BILL ANALYSIS

 

 

                                                                                                                                    C.S.H.B. 1314

                                                                                                                                           By: Bailey

                                                                                                                                    County Affairs

                                                                                                        Committee Report (Substituted)

 

 

BACKGROUND AND PURPOSE

 

This bill deals with two areas of ground water contamination in unincorporated Harris County. Both sites are in older residential neighborhoods that are low to moderate income and residents rely on backyard water wells. The two projects that are the subject of the bill language – Aldine and Jones Road – have water utilities that are willing to serve them. However, the water utilities understandably won’t agree to sink the resources necessary to serve the area unless they have the type of protection from competitors that is normally provided by a Certificate of Convenience and Necessity (CCN) issued by the TCEQ. The problem is that securing a CCN from the TCEQ is a long, drawn out process. We do not have that kind of time because of the public health concerns in these two areas.

 

In the two very narrowly described circumstances in the original bill, a C.S.H.B. 1314 would allow a Commissioners Court order prohibiting competitors to substitute for the protection afforded by a CCN.

 

RULEMAKING AUTHORITY

 

It is the committee's opinion that this bill does not expressly grant any additional rulemaking authority to a state officer, department, agency, or institution. 

 

ANALYSIS

 

C.S.H.B. 1314 provides that a county with a population of 3.3 million or more may by order prohibit a person from installing an on-site sewage disposal system, a water well, or a competing water or sewer utility system if the lot or parcel of land has access to service from a water or sewer utility system that serves an economically distressed area or an area listed on the state registry by the Texas Commission on Environmental Quality or the National Priorities List by the federal Environmental Protection Agency under the federal Comprehensive Environmental Response, Compensation and Liability Act of 1980, 42 U.S.C.

 

A county that adopts an order under Section 412.017 may adopt the order only if the area is not served by another legally operating water or sewer utility system at the time the order is adopted and was developed before September 1, 1987.

 

A person who violates an order adopted under this section is liable to the county for a civil penalty of not more than $1,000 for each violation.  Each day a violation continues is a separate violation for purposes of assessing the civil penalty.

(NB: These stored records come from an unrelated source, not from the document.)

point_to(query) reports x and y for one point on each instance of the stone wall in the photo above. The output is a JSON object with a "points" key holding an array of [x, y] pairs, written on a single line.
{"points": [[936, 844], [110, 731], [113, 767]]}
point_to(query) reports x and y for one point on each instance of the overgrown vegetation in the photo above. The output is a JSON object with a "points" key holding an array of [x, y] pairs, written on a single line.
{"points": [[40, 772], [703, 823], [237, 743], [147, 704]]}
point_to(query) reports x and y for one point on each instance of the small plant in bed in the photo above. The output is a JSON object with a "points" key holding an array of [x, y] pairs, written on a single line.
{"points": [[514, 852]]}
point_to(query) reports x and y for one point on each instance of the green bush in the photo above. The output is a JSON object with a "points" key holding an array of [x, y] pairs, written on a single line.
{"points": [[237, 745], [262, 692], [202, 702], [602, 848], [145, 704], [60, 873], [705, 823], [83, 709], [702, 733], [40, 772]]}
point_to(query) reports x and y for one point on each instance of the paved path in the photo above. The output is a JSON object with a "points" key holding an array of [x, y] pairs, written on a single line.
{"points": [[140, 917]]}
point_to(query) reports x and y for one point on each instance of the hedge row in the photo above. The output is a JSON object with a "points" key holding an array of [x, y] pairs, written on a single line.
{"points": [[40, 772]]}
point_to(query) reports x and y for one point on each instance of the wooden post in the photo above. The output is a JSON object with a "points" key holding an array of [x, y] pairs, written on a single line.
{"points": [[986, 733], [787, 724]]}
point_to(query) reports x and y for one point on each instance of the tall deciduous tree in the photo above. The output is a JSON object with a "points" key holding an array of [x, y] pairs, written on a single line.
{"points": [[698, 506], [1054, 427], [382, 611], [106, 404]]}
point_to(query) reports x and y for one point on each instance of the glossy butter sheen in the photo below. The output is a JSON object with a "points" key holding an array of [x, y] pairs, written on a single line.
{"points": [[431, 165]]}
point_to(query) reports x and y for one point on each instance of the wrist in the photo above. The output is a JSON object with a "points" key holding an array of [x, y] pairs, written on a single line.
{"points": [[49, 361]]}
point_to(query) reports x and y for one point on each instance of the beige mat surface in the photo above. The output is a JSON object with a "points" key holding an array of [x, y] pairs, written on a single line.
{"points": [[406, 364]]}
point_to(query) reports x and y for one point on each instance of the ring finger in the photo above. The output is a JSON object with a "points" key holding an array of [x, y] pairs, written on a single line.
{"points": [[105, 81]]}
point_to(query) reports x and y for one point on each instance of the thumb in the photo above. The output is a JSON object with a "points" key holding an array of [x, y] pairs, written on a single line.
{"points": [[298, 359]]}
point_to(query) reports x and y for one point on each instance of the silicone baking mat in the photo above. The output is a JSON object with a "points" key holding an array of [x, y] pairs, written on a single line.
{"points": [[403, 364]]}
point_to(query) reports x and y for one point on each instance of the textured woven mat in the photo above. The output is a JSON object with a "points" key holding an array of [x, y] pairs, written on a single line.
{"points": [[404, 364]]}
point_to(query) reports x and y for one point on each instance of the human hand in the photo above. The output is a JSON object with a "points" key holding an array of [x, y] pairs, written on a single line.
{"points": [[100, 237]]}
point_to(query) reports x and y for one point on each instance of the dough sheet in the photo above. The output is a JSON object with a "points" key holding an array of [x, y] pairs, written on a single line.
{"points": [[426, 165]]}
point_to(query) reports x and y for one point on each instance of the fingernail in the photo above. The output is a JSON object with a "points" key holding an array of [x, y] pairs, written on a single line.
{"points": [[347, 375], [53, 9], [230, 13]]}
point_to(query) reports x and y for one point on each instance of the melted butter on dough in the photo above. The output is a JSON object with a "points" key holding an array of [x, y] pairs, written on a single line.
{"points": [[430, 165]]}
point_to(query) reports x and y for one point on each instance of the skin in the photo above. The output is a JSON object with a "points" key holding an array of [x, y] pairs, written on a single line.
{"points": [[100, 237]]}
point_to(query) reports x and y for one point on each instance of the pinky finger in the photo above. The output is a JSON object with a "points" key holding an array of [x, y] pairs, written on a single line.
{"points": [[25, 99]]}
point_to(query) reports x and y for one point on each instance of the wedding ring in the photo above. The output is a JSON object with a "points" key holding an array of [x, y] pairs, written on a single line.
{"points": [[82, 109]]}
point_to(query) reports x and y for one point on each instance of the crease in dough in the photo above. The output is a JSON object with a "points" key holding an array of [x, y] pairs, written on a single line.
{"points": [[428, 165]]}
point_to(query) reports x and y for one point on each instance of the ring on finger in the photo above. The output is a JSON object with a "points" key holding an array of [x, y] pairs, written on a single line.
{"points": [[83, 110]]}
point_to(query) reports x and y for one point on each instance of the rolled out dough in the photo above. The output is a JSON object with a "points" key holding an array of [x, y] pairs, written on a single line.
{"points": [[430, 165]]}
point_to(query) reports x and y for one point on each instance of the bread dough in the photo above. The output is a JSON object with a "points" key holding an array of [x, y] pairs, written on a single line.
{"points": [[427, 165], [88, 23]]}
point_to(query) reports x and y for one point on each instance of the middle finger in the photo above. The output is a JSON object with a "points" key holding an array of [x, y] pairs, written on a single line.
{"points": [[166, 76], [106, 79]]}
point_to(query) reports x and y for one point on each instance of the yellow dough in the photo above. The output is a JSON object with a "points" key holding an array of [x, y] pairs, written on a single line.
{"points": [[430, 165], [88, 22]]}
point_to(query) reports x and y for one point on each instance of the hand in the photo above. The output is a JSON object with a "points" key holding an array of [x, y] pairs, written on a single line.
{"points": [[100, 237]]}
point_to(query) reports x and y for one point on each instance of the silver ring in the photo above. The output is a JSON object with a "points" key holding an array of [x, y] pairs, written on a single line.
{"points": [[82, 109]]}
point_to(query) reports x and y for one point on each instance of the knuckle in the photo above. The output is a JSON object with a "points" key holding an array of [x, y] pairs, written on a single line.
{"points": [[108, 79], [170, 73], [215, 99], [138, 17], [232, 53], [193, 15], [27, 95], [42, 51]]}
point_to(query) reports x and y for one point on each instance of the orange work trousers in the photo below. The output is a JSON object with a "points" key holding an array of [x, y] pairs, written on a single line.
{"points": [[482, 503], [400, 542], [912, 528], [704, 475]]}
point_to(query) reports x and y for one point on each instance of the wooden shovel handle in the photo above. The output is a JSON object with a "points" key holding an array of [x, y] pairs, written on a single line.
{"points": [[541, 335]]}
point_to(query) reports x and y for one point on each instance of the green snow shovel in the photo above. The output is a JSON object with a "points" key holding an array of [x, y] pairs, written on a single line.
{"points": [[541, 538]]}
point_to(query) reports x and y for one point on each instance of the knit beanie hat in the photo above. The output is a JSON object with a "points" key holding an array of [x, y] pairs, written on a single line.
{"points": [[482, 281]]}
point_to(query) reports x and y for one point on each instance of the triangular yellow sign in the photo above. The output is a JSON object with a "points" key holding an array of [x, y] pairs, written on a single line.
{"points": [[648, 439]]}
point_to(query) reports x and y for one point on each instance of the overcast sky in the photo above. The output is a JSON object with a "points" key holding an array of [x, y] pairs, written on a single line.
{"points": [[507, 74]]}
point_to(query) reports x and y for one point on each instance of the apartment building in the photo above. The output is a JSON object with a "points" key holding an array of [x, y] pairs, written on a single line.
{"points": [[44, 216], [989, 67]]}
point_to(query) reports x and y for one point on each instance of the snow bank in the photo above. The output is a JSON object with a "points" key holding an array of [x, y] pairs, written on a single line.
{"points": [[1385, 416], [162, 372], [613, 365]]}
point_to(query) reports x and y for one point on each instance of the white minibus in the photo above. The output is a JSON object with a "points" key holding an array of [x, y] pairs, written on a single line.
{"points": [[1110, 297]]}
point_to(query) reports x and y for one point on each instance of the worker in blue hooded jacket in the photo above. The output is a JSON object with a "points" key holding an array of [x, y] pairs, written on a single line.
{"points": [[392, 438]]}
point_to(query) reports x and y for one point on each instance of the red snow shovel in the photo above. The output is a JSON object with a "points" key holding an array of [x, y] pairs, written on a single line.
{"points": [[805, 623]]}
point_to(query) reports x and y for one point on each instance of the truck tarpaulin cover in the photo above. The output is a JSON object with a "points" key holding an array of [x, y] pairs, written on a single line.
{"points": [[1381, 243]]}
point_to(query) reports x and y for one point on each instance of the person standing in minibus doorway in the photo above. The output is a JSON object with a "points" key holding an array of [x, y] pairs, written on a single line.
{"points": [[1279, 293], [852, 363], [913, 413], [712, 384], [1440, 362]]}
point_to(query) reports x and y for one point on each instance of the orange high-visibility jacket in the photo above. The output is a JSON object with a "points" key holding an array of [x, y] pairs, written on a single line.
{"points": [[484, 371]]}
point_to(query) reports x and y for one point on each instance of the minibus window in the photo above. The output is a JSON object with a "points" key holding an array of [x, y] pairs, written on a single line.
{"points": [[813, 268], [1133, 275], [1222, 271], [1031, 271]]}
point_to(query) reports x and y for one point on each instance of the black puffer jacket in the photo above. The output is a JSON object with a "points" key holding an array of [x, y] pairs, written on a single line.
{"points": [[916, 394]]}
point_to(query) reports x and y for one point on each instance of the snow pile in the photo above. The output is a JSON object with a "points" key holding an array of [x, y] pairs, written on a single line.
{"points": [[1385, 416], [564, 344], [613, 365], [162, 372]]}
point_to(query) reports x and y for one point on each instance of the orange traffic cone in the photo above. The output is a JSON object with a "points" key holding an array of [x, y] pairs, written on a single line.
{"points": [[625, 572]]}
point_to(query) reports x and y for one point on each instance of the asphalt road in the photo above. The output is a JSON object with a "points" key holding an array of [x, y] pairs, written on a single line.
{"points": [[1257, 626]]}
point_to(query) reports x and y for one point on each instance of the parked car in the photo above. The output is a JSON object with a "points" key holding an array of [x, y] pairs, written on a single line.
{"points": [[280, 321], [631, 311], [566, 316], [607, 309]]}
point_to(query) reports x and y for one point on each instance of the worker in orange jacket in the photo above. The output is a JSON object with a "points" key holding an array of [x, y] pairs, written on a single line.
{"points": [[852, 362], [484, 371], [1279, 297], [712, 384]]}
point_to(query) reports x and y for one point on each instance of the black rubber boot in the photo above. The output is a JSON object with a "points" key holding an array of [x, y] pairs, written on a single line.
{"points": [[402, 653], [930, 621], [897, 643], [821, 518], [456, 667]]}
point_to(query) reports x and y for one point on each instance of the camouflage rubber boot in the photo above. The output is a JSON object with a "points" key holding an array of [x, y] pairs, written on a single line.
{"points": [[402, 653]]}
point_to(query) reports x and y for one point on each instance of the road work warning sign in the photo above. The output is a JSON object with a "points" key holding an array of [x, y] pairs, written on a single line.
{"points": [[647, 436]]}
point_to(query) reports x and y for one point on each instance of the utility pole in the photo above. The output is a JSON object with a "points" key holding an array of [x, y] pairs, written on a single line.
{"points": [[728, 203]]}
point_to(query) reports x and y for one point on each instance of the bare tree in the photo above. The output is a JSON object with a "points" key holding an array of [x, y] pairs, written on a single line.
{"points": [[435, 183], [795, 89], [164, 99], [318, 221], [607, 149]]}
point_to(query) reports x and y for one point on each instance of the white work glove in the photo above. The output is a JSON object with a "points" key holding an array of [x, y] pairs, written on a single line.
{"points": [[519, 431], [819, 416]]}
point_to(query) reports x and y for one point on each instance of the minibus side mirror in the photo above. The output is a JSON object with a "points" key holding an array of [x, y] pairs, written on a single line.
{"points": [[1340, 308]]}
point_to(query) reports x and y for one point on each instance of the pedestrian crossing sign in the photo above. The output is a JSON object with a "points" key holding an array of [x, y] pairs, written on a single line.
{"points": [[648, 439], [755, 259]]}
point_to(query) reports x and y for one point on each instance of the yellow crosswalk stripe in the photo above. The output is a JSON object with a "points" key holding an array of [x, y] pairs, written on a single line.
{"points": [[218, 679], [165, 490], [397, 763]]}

A county may bring suit in a district court to restrain a violation or threatened violation of an order adopted under this section, recover a civil penalty, or both.  The county is not required to give bond as a condition to issuing injunctive relief.  

 

EFFECTIVE DATE

 

Upon passage, or, if the Act does not receive the necessary vote, the Act takes effect September 1, 2007.

 

COMPARISON OF ORIGINAL TO SUBSTITUTE

 

Section 412.017(a) was changed to delete the modifying phrase “federally funded” and the reference to the system being “designed or installed using federal funds.” Sections 412.017(b)(1), 412.017(b)(2) and 412.017(c) were also changed to delete the modifying  phrase “federally funded.”